Freezing and unfreezing models works, but they need to be recompiled after. freeze_to will set CompilerCallback to recompile the model or warn users they need to manually recompile.

Training


source

Learner.fine_tune

 Learner.fine_tune (epochs:int, base_lr:float=0.002, freeze_epochs:int=1,
                    lr_mult:Union[int,float]=100, pct_start:float=0.3,
                    div:Union[int,float]=5.0, freeze_compile:bool=False,
                    lr_max=None, div_final=100000.0, wd=None, moms=None,
                    cbs=None, reset_opt=False, start_epoch=0)

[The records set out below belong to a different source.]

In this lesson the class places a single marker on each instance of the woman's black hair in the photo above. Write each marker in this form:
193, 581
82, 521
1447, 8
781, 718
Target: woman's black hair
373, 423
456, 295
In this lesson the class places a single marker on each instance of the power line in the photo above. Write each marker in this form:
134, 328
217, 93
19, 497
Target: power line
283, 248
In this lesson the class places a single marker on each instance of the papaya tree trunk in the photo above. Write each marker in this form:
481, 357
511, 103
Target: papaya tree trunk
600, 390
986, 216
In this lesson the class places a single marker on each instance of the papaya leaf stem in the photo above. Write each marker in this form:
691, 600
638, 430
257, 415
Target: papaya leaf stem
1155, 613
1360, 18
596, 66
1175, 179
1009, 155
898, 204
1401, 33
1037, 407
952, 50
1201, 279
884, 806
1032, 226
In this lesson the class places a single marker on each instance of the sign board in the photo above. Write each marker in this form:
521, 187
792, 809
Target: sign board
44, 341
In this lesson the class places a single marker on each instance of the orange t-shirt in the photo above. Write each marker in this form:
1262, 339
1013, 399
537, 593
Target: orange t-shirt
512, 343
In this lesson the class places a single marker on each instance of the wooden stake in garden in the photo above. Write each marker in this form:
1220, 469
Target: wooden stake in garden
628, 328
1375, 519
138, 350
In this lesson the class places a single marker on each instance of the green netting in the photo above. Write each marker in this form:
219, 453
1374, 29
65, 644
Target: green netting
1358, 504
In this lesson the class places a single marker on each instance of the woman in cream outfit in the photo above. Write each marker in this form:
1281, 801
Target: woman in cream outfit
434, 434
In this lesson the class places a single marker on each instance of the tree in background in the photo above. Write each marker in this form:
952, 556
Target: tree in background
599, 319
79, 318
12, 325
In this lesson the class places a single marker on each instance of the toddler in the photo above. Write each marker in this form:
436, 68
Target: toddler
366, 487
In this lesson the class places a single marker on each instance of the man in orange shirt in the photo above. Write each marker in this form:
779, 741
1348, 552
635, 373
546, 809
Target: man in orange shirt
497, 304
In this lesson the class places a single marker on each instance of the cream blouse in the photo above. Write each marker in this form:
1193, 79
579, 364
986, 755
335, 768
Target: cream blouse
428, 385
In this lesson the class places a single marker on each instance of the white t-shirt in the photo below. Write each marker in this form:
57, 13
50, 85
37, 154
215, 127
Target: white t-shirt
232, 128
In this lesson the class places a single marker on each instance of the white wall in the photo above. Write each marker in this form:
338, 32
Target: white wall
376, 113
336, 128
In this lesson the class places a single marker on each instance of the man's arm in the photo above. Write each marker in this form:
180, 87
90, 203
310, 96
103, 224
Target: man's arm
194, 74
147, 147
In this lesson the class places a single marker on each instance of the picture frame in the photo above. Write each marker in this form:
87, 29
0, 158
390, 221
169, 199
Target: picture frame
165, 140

Fine tune with Learner.freeze for freeze_epochs, then with Learner.unfreeze for epochs, using discriminative LR.

Type Default Details
epochs int Number of unfrozen epochs to train
base_lr float 0.002 Base learning rate, model head unfrozen learning rate
freeze_epochs int 1 Number of frozen epochs to train
lr_mult Numeric 100 Model stem unfrozen learning rate: base_lr/lr_mult
pct_start float 0.3 Start unfrozen learning rate cosine annealing
div Numeric 5.0 Initial unfrozen learning rate: base_lr/div
freeze_compile bool False pct_start for unfrozen fit_one_cycle
lr_max NoneType None
div_final float 100000.0
wd NoneType None
moms NoneType None
cbs NoneType None
reset_opt bool False
start_epoch int 0

By default, fine_tune will not compile the freeze_epochs, but this can be overridden by passing freeze_compile=True. If the model is already compiled, this will have no effect.